Le son de la fanfare approchait. Une sorte de chant angélique descendu d’un univers céleste inconnu. Une sorte de mélopée jouée par des anges, écrite par des archanges, pour des instruments qui n’existent pas. Il restait la joue posée sur le bois rare de la table qui semblait banal mais qui, finalement, était une merveille de simplicité et de beauté qui touchaient directement l’âme. Il passa lentement la paume de sa main sur le plateau. Il était lisse, il était doux. Il jouissait de la musique et de l’opportunité qui lui était offerte, pour une fois, de la savourer pleinement. Elle le méritait. Certains plaisirs subsistent malgré tout, même lorsque les issues ressemblent à des impasses et les possibles à des chemins de traverse sans but ni fin.
Chaque centimètre de bois du plateau semblait avoir été travaillé avec soin et pendant des heures et pourtant, la table, dans son ensemble, paraissait sortie de terre d’un seul bloc. Au centre d’une pièce vide, sans autre meuble ou décoration, elle apparaissait comme une arche d’alliance, comme un radeau, comme la seule possibilité de survie, une île au milieu d’une tempête.
La musique se dirigeait clairement vers lui. Elle venait dans sa direction.
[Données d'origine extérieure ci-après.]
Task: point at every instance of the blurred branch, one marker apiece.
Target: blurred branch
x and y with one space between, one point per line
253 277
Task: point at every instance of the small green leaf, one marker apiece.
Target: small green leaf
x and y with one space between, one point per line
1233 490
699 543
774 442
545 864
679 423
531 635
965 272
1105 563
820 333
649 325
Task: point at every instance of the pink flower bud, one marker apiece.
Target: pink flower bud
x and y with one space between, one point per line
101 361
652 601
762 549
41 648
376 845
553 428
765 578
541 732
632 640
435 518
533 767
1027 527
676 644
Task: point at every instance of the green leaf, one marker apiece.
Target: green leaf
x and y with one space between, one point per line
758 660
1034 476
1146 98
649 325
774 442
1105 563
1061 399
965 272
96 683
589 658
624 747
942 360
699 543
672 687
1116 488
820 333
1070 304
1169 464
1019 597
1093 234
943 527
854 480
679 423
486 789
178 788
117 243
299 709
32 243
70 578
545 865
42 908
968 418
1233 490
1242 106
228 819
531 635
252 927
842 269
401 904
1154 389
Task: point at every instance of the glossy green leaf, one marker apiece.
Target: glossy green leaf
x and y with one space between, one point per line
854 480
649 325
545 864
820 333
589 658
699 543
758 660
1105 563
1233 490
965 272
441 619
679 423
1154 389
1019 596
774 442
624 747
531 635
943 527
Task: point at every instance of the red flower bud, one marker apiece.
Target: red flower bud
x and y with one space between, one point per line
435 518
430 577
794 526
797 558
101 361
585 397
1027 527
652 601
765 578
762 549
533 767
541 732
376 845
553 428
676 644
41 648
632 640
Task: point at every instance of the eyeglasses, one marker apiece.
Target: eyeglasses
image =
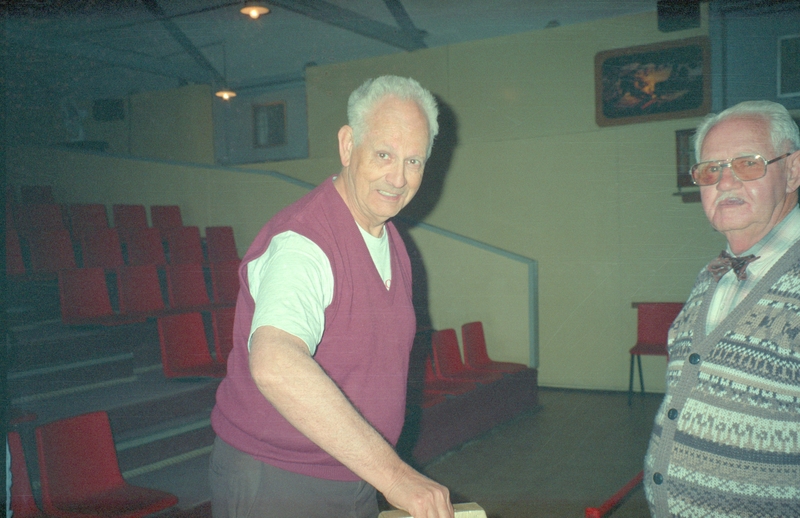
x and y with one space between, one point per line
745 168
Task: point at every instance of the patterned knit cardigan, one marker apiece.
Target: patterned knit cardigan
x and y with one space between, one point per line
726 440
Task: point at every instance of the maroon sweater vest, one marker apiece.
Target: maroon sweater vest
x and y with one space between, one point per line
365 347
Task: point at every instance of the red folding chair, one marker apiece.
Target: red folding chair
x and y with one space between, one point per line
100 248
447 361
142 246
183 245
166 217
129 216
85 217
23 503
51 251
221 245
139 292
222 323
80 473
186 287
653 322
475 355
184 347
225 281
83 294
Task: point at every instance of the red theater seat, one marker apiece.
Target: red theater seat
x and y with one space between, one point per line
86 217
129 216
184 347
165 217
653 322
101 248
143 246
475 355
84 296
447 361
80 475
183 245
186 287
23 503
139 292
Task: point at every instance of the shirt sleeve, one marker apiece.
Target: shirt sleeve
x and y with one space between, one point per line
292 285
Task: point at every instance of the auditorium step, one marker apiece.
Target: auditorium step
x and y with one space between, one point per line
161 426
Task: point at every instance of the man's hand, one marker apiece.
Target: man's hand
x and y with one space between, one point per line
419 496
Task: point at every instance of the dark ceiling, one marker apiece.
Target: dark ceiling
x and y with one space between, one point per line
101 49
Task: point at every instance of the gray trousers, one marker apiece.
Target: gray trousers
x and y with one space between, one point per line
243 487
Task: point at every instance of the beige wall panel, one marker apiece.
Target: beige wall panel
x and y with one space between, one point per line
532 174
467 283
173 125
329 87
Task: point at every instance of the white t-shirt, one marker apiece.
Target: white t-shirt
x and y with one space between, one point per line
292 284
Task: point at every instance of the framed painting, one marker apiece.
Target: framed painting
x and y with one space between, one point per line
668 80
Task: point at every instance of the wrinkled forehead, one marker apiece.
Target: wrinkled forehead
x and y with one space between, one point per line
738 136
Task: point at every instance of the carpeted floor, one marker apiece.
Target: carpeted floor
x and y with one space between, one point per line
576 450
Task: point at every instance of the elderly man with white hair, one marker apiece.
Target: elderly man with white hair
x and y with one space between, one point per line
314 397
726 440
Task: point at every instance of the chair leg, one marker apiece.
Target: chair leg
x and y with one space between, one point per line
630 383
641 376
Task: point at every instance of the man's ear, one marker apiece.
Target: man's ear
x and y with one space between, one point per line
345 145
793 172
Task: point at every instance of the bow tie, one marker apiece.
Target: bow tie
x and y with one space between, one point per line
726 262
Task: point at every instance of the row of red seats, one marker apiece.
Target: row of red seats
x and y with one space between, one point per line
79 217
79 473
51 251
86 299
447 374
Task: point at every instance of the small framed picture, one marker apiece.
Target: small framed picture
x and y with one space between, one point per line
668 80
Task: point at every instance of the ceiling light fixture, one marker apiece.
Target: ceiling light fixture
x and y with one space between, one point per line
225 93
254 9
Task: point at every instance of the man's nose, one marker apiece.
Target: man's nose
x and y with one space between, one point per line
728 178
397 176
L’orchestre semblait philharmonique tant les nuances de notes, de sons, de tonalités étaient nombreuses, diverses et pourtant harmonieuses. En tout cas, il y avait du monde à jouer et à participer au chant des anges. Il se dit qu’il devrait se lever. Soit aller à la rencontre de cette foule, soit se cacher. Il sentait confusément que tout cela représentait un danger pour lui, qu’il fallait sauver ce qui pouvait l’être de lui. Il n’était pas capable de se dire qu’il ne risquait rien face à une telle foule.
Il aurait fallu qu’il se lève et cherche à se cacher mais, finalement à quoi bon? Que pouvaient lui vouloir ces gens? Le tuer? Le torturer? Il se dit que cette souffrance à venir serait moins forte que celle qu’il vivait depuis quelques jours. Parfois, le degré de souffrance infligé par les autres cataclysmes semble minime ou même inexistant.
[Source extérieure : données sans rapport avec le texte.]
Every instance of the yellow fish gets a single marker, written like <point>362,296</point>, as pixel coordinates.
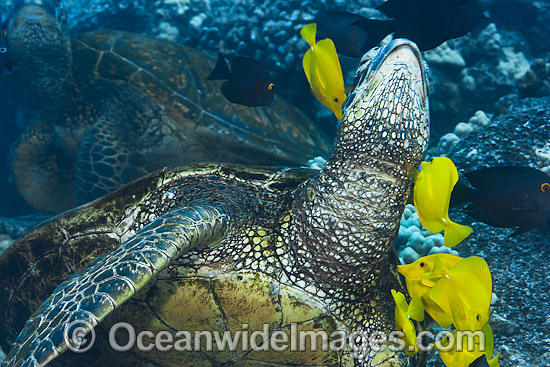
<point>403,315</point>
<point>467,356</point>
<point>323,71</point>
<point>422,275</point>
<point>432,193</point>
<point>464,293</point>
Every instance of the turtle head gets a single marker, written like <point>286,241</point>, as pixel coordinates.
<point>386,115</point>
<point>40,47</point>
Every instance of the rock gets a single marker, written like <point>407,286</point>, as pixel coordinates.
<point>518,138</point>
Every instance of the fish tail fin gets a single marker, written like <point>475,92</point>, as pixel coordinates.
<point>494,361</point>
<point>455,233</point>
<point>308,32</point>
<point>221,70</point>
<point>462,194</point>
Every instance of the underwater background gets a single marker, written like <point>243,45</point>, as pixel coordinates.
<point>489,101</point>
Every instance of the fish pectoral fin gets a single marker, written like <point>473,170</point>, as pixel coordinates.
<point>438,294</point>
<point>478,267</point>
<point>455,233</point>
<point>415,309</point>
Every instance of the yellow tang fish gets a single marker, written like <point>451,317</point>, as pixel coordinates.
<point>403,315</point>
<point>422,275</point>
<point>447,348</point>
<point>464,293</point>
<point>323,71</point>
<point>432,193</point>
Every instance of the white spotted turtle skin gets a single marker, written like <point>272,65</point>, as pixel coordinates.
<point>118,105</point>
<point>215,246</point>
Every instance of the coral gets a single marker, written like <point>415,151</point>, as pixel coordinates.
<point>512,66</point>
<point>413,241</point>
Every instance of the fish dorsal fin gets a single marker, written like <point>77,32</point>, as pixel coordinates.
<point>415,309</point>
<point>478,267</point>
<point>439,268</point>
<point>306,63</point>
<point>330,50</point>
<point>489,341</point>
<point>308,32</point>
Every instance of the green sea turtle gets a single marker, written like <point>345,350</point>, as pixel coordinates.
<point>233,250</point>
<point>117,105</point>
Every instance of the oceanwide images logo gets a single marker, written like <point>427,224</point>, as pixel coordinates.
<point>80,337</point>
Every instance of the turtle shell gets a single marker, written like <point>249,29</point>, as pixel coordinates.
<point>140,104</point>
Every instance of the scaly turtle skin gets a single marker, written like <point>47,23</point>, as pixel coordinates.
<point>117,105</point>
<point>211,247</point>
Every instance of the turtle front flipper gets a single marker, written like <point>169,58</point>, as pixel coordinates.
<point>43,170</point>
<point>88,297</point>
<point>103,165</point>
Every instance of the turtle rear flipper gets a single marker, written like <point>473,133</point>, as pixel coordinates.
<point>42,170</point>
<point>86,298</point>
<point>102,165</point>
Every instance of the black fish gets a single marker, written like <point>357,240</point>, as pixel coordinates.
<point>480,362</point>
<point>506,197</point>
<point>428,23</point>
<point>247,83</point>
<point>4,49</point>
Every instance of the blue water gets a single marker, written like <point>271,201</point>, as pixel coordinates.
<point>500,62</point>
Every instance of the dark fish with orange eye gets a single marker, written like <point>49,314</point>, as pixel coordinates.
<point>248,81</point>
<point>506,197</point>
<point>5,62</point>
<point>428,23</point>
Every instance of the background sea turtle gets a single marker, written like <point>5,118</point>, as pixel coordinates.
<point>215,246</point>
<point>117,105</point>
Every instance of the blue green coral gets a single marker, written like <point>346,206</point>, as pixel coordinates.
<point>413,241</point>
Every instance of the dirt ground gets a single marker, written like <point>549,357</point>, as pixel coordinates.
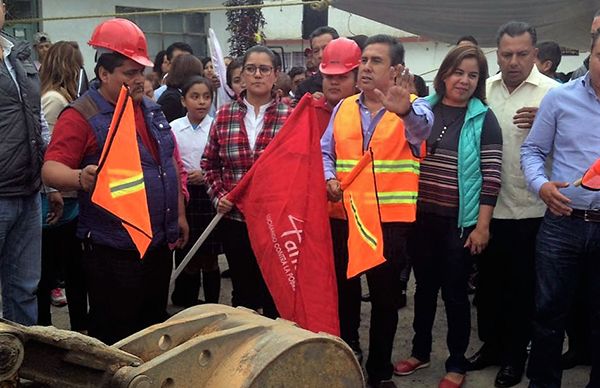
<point>429,377</point>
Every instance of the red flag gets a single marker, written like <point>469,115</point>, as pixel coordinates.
<point>284,201</point>
<point>119,185</point>
<point>365,238</point>
<point>591,178</point>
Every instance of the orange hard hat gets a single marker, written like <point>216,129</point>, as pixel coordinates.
<point>340,56</point>
<point>124,37</point>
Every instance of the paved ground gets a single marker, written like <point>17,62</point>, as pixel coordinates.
<point>428,377</point>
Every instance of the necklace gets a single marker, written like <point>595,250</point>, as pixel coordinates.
<point>445,126</point>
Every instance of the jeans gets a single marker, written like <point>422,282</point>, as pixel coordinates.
<point>61,247</point>
<point>505,290</point>
<point>565,247</point>
<point>249,287</point>
<point>349,290</point>
<point>20,256</point>
<point>126,294</point>
<point>441,261</point>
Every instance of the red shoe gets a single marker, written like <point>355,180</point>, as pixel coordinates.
<point>406,367</point>
<point>447,383</point>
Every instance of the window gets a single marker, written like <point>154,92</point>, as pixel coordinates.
<point>165,29</point>
<point>22,9</point>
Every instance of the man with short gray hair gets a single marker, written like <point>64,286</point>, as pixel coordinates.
<point>21,152</point>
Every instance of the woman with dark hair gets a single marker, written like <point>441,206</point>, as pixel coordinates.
<point>160,68</point>
<point>234,77</point>
<point>59,73</point>
<point>241,132</point>
<point>183,68</point>
<point>191,132</point>
<point>458,186</point>
<point>210,72</point>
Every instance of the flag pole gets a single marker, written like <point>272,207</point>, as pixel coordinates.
<point>211,226</point>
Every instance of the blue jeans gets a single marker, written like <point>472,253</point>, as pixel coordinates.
<point>565,247</point>
<point>20,256</point>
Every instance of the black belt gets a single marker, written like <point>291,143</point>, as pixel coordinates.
<point>586,215</point>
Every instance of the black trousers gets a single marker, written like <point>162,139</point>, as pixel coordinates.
<point>349,290</point>
<point>61,247</point>
<point>126,294</point>
<point>385,297</point>
<point>249,288</point>
<point>505,289</point>
<point>440,261</point>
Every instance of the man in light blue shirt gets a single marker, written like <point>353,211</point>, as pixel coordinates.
<point>568,244</point>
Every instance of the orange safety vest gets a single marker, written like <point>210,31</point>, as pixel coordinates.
<point>396,168</point>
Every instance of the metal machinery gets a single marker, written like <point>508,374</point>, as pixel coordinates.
<point>212,346</point>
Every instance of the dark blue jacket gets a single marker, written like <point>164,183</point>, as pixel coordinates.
<point>160,179</point>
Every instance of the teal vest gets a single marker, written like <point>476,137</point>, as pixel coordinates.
<point>470,179</point>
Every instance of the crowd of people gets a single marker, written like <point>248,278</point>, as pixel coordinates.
<point>477,173</point>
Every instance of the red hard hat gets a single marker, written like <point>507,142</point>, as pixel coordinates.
<point>340,56</point>
<point>124,37</point>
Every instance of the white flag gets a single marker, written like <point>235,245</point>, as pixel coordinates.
<point>224,93</point>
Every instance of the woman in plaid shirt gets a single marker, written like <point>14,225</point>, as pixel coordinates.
<point>240,133</point>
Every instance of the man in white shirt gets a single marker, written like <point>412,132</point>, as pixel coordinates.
<point>505,289</point>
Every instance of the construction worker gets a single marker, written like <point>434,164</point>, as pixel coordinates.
<point>339,68</point>
<point>382,119</point>
<point>126,294</point>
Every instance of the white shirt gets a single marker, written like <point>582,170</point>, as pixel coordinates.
<point>515,201</point>
<point>254,122</point>
<point>191,142</point>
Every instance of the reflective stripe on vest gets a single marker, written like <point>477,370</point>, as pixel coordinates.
<point>396,168</point>
<point>126,186</point>
<point>381,166</point>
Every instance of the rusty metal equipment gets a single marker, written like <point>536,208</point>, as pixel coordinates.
<point>210,346</point>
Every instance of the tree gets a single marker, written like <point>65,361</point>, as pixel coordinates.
<point>245,25</point>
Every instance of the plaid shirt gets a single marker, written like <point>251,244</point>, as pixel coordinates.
<point>228,156</point>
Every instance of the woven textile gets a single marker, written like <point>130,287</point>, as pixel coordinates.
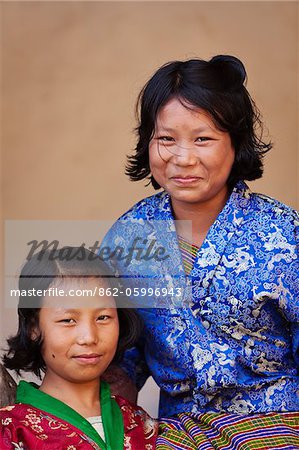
<point>209,431</point>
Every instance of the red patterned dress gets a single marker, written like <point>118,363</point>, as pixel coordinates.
<point>41,422</point>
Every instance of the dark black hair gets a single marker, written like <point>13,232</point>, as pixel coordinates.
<point>215,86</point>
<point>39,273</point>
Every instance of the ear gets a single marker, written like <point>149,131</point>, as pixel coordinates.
<point>35,334</point>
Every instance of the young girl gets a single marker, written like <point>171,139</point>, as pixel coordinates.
<point>225,353</point>
<point>70,328</point>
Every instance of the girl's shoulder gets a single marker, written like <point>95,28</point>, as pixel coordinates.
<point>139,426</point>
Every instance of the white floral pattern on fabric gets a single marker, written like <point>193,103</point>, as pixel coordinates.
<point>231,343</point>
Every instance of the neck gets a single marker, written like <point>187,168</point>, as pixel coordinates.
<point>200,216</point>
<point>82,397</point>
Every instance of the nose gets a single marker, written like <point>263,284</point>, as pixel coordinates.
<point>87,334</point>
<point>185,157</point>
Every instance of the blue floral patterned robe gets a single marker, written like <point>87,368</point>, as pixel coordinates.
<point>231,341</point>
Il décida de ne pas bouger. Il s’imaginait chercher un coin pour se cacher mais où? Il fallait sortir et se mettre en danger. Tout cela valait il encore la peine de faire tant d’efforts? Le contact de sa joue sur la fraîcheur du bois, la sérénité qui se dégageait du lieu, le calme de cette masure, l’odeur humide et légère de la terre battue et l’obscurité réconfortante le rassuraient. Tout cela l’apaisait.
Il savait que de toute façon, il n’avait plus rien à gagner. Autant attendre. Peut être que la foule passerait à côté de la maison, sans entrer, sans le voir, sans même imaginer que quelqu’un puisse être là. Ce fut la solution qu’il voulut retenir. Ils passeraient à côté sans faire le moindre geste en sa direction. Ils n’avaient aucune raison de se soucier de cette maison et encore moins de lui.
La musique semblait venir du coin de la ruelle désormais et, manifestement, ils passeraient devant la maison. Il se dit qu’il devrait se poster non loin de la fenêtre, dans un angle, dans le noir, être sûr de ne pas être vu mais lui devrait voir le défilé, voir si les gens montraient du bonheur, de la joie, s’ils étaient heureux au milieu des ruines, voir à quoi ils pouvaient ressembler, deviner à travers le grain de la peau, la forme du visage, la couleur des yeux, la profondeur des rides, ce en quoi ils pouvaient bien croire et se représenter les endroits où ils pouvaient aller. Il aurait peut être voulu les connaitre et puis, en réalité, ça n’aurait rien changé.
Il se contenta d’ouvrir les yeux pour savourer la musique comme si les notes s’écrivaient dans les airs et comme s’il savait lire une partition. Il voyait les notes dans l’air et la beauté des murs et des bois travaillés. Il entendait une musique divine. Il sentait l’air frais emplir ses poumons et purifier son corps. Il touchait le plateau frais de la table. Chaque seconde durait des heures mais chaque heure construisait une part de bonheur. Il se sentait léger, complet, paisible.